197 Tahun Bandung-The Garden of Allah (25 September 1810-25 September 2007)

Oleh: Setiadi R. Saleh, S.Sos.,

“Dangiang Sunda nu luhung, murub mubyar dina ati, nyaangan buana rasa, mencarkeun harti nu ngeusi, sa-Pasundan kacaangan, nusantara tambah ngeusi. Budayana milu aub, sastrana pon pilagi, nyumponan lakuning darma, satria abdi pertiwi, nurutkeun pamerih jiwa, ngudag tujuan suci. Artinya, Bangsa Sunda yang berbudi luhur, bernyala-nyala di hati, menyinari seluruh buana rasa, memancarkan arti, seluruh Pasundan tersinari, Nusantara tambah berisi. Budayanya ikut juga, sastranya apalagi, bekerja demi laku darma, mengabdi demi pertiwi, mengikuti panggilan jiwa, mencapai tujuan suci.” (Umbul-umbul ti alak paul, 39:1995)

Tokoh dan Sekerat Sejarah Kota Bandung

Syahdan di Tatar Sunda datanglah tiga orang Eropa. Satu seorang penanam kopi, satu si tuan tanah yang merangkap ahli bedah dan seorang lagi ilmuwan. Sejarah hidup mereka berkaitan erat dengan kota Bandung. Wilayah Bandung kala itu disebut “Tatar Ukur” penguasanya yang terkenal Wangsanata alias Dipati Ukur. Kira-kira tahun 1700 Masehi, dua orang Belanda Hoorn dan Zwaardecroon berupaya menanam kopi di seantero Priangan. Kemudian diteruskan Pieter Engelhard yang membuka perkebunan kopi di sisi lereng dekat gunung Tangkuban Perahu. Barulah ketika tahun 1807 atau tepatnya 107 tahun kemudian hasil bertanam kopi mendatangkan keuntungan berlimpah. Sejak itu berbondong-bondonglah penduduk Priangan beralih profesi dari petani sawah menjadi pekebun kopi. Berkat jasa Engelhard hampir setengah dari gunung-gunung dekat kota Bandung ditanami bibit kopi. Ini menjadi bahan pemikiran tersendiri. Apakah Bandung dahulunya dipenuhi dengan kebun teh atau kebun kopi?  

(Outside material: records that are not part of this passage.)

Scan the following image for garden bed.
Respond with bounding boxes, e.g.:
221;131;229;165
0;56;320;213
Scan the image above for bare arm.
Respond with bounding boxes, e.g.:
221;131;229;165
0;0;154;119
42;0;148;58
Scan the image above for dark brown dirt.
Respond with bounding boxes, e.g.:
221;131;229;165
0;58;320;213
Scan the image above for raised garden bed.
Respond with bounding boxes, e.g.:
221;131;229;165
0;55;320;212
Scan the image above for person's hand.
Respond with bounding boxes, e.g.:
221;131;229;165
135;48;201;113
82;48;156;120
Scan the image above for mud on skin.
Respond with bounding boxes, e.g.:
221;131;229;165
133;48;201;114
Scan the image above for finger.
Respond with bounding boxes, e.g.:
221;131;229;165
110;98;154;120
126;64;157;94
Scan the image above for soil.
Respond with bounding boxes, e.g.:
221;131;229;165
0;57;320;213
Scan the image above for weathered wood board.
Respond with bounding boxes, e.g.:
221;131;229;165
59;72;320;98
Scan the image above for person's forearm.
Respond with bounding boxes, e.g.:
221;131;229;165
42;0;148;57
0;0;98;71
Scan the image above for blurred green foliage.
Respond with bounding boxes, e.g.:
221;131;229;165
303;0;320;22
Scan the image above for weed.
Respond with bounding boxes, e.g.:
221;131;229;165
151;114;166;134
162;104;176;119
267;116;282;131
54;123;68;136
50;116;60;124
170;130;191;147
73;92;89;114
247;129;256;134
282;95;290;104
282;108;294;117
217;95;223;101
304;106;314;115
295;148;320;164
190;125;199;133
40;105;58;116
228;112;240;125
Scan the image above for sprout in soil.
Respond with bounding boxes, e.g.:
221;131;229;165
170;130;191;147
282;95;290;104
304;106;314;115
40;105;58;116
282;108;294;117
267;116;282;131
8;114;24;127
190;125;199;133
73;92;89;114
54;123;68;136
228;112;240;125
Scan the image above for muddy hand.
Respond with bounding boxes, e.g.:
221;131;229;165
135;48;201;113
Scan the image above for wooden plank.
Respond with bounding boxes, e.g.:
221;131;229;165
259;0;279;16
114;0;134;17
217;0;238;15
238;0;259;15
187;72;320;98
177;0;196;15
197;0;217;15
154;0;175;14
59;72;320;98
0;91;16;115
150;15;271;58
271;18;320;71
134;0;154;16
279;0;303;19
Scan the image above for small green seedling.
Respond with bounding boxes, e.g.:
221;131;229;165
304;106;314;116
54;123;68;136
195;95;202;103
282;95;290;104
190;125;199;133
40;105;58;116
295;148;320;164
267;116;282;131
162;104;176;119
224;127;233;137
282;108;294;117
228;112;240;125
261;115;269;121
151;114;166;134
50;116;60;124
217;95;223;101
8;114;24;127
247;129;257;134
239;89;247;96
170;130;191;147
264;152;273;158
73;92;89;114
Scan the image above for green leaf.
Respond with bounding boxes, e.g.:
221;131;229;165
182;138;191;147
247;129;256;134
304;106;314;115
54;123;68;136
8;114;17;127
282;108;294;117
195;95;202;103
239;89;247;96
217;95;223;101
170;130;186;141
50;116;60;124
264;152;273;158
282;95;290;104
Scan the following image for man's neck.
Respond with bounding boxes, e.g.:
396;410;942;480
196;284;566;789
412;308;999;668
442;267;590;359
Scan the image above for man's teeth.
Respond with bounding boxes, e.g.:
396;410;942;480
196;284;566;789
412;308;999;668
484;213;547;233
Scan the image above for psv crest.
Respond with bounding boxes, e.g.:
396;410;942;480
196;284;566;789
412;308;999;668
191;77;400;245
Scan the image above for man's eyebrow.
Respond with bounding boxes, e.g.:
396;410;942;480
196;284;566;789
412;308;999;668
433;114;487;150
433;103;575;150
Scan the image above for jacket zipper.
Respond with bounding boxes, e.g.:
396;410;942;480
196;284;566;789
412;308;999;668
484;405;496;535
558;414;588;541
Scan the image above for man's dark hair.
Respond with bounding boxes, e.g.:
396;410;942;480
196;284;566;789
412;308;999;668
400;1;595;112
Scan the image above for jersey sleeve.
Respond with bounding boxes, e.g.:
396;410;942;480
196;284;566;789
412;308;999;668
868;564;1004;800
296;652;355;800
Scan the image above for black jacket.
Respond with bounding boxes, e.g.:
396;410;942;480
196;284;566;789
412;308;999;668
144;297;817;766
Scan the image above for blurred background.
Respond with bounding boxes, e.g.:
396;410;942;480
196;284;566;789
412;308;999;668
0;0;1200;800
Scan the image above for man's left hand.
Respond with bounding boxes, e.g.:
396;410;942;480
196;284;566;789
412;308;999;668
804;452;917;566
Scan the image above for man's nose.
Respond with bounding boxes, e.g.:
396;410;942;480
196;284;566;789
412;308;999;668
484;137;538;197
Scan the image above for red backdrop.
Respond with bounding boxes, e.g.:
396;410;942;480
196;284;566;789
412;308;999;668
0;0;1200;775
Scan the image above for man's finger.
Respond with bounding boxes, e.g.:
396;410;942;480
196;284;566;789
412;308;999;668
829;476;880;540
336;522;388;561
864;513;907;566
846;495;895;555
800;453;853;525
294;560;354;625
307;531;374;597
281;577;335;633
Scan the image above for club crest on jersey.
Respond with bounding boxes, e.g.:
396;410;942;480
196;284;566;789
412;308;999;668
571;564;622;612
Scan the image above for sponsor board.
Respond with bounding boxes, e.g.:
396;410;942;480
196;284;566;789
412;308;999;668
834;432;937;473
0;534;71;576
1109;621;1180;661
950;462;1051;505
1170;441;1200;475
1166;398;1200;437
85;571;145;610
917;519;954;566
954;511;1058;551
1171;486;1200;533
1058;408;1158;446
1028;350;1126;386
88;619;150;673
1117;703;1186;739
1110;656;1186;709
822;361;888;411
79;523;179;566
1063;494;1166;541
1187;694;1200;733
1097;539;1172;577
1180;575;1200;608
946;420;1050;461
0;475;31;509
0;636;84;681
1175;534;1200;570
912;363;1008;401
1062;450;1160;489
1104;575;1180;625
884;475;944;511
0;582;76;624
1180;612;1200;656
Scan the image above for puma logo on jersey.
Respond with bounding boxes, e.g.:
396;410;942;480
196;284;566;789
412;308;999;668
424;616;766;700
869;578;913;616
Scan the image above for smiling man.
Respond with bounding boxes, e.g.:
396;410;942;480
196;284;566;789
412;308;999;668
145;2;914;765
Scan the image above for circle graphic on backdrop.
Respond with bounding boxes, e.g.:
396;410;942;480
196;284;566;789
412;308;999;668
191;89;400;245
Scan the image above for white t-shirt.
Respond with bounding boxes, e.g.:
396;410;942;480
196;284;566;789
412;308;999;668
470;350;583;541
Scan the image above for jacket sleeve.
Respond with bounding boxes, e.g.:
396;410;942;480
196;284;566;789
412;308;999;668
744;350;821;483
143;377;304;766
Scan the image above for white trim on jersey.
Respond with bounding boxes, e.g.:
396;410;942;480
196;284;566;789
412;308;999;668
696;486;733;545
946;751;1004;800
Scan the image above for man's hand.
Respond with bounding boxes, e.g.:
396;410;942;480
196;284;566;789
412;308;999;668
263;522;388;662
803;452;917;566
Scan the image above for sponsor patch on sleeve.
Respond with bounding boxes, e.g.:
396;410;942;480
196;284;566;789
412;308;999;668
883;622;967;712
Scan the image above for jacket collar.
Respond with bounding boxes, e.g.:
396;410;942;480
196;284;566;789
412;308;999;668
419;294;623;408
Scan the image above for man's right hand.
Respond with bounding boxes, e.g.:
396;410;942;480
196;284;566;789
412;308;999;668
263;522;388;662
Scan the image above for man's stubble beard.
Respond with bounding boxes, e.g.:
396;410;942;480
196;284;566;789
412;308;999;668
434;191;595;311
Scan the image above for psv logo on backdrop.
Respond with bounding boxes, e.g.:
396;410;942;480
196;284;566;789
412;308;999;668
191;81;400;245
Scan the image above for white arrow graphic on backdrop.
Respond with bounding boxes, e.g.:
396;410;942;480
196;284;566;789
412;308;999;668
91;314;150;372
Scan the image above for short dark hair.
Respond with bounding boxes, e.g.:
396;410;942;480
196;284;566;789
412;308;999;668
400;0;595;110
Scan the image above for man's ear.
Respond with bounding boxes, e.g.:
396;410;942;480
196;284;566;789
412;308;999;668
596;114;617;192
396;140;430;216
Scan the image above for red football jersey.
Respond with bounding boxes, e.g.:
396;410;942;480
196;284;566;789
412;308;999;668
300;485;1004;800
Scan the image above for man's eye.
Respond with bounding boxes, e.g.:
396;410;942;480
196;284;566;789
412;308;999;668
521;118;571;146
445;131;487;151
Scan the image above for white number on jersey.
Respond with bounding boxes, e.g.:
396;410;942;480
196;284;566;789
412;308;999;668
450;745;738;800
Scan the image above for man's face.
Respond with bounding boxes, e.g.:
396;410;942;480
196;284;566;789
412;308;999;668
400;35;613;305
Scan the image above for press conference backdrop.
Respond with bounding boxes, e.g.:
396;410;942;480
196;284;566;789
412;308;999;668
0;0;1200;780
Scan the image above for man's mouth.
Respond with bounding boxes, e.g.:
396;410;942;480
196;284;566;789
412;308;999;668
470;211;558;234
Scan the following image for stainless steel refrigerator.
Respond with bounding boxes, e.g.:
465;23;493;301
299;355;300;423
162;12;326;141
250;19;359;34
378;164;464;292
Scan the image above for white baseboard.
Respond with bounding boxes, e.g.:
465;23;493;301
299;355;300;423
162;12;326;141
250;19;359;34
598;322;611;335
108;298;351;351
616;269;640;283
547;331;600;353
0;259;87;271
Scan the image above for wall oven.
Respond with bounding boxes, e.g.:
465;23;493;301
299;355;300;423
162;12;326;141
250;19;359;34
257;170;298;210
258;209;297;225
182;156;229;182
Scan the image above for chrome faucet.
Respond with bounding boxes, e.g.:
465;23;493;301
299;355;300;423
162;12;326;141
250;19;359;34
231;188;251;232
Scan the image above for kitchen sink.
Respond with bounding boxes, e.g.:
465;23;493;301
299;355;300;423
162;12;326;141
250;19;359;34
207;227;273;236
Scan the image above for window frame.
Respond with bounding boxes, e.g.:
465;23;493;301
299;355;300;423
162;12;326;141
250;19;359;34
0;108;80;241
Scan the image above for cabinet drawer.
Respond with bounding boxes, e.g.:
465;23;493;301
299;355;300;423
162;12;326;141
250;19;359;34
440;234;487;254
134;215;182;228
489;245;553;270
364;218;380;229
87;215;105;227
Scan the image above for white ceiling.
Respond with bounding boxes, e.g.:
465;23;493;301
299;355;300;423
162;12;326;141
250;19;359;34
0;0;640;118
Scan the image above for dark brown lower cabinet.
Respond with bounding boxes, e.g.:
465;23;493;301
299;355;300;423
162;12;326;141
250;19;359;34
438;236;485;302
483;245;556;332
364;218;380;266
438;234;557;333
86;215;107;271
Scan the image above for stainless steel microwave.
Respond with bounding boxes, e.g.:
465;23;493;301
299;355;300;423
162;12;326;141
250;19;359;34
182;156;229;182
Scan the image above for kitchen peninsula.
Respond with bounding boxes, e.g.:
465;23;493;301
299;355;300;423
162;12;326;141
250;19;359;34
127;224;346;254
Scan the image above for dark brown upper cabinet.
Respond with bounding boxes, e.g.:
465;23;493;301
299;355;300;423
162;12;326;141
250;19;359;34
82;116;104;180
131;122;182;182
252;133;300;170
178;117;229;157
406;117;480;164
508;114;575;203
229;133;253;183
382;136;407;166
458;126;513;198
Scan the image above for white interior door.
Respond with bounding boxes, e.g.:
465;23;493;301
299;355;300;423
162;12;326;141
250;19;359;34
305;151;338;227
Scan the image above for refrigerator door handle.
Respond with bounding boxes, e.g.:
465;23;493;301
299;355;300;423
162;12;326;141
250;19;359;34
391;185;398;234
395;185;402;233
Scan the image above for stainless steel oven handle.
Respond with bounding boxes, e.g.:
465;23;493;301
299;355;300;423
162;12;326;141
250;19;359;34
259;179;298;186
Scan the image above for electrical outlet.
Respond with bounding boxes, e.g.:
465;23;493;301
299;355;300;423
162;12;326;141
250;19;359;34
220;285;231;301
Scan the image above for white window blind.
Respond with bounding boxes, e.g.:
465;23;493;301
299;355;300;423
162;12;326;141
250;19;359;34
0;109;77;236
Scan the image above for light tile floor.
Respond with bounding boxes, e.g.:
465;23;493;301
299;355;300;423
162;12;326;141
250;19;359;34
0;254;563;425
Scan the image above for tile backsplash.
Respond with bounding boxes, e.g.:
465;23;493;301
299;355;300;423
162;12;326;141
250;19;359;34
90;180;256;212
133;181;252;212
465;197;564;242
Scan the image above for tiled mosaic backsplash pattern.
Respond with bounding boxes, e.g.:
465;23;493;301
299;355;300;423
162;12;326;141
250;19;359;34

Tokoh lain yang berkaitan dengan kota Bandung, seorang ahli bedah merangkap juragan tanah Dr. Andries de Wilde. Pengaruhnya luar biasa besar karena diangkat Gubernur Jenderal Hindia-Belanda, Herman Wilem Dendels. Wilde bersahabat kental dengan Stamford Raffles. Seorang tokoh lagi Junghuhn. Ia disebut-sebut sebagai ilmuwan, ahli ilmu cuaca dan geografi. Junghuhn dahulunya asisten Carl Benjamin Hermann von Rosenberg (1817-1888) zoologist berkebangsaan Jerman. Junghuhn dikenal karena membawa bibit Kina dan kemudian ditebar di Lembang. Dampaknya ketika perang dunia II, hampir 75 %  kebutuhan obat-obatan terutama Kina didatangkan dari Priangan.

Franz Wilhelm Junghuhn (1809-1864) bergabung dengan Netherlands Indies Army sebagai petugas medis tahun 1834. Pada 1845 ia tercatat sebagai member of the Natural Sciences Commission. Junghuhn banyak membuat pelatihan-pelatihan serta melakukan investigasi di gunung-gunung. Ia dikenal sebagai pekerja keras dan pegawai yang baik. Hasil investigasinya membuahkan karya monumental, lebih mirip semi-autobiografi atau deskripsi lengkap mengenai tumbuh-tumbuhan (flora). Karyanya sampai kini belum ada tandingannya. 

Mengenai sejarah kota Bandung, Bandoeng, Negorij Bandong atau sebuah negeri dinamakan Bandong memiliki rujukan literatur berbeda dan masih bisa dipolemikkan. Tetapi, kala itu pemerintah Belanda sudah menyebut “Negorij Bandong” atau “West Oedjoeng Broeng.” Berdasarkan keterangan Molsbergen yang ia kutip dari Arsip Negara di Batavia (1935). Barangkali manusia pertama yang hilir mudik di wilayah Priangan adalah Juliaen de Silva.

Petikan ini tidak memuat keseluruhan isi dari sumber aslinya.